Table of Contents
Journal of Ceramics
Volume 2014, Article ID 874034, 10 pages
http://dx.doi.org/10.1155/2014/874034
Research Article

Durability Modeling of Environmental Barrier Coating (EBC) Using Finite Element Based Progressive Failure Analysis

1NASA Glenn Research Center, Cleveland, OH 44135, USA
2AlphaSTAR Corporation, Long Beach, CA 90804, USA

Received 28 October 2013; Accepted 14 January 2014; Published 9 April 2014

Academic Editor: Guillaume Bernard-Granger

Copyright © 2014 Ali Abdul-Aziz et al. This is an open access article distributed under the Creative Commons Attribution License, which permits unrestricted use, distribution, and reproduction in any medium, provided the original work is properly cited.

Abstract

The necessity for a protecting guard for the popular ceramic matrix composites (CMCs) is getting a lot of attention from engine manufacturers and aerospace companies. The CMC has a weight advantage over standard metallic materials and more performance benefits. However, these materials undergo degradation that typically includes coating interface oxidation as opposed to moisture induced matrix which is generally seen at a higher temperature.
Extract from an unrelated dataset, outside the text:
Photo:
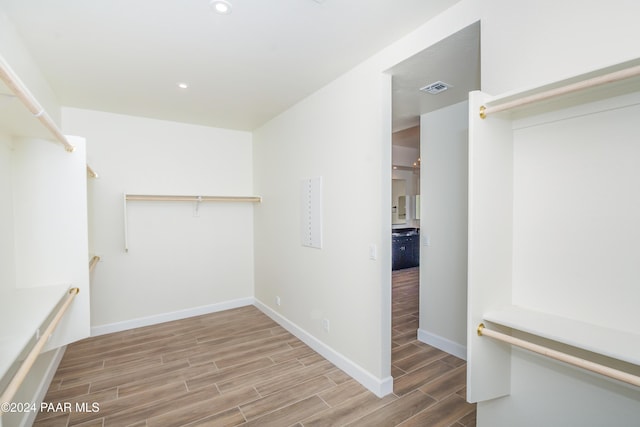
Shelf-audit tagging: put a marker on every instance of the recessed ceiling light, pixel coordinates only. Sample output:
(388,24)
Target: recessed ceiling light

Additionally, other factors such as residual stresses, coating process related flaws, and casting conditions may influence the degradation of their mechanical properties. These durability considerations are being addressed by introducing highly specialized form of environmental barrier coating (EBC) that is being developed and explored in particular for high temperature applications greater than 1100°C. As a result, a novel computational simulation approach is presented to predict life for EBC/CMC specimen using the finite element method augmented with progressive failure analysis (PFA) that included durability, damage tracking, and material degradation model. The life assessment is carried out using both micromechanics and macromechanics properties. The macromechanics properties yielded a more conservative life for the CMC specimen as compared to that obtained from the micromechanics with fiber and matrix properties as input.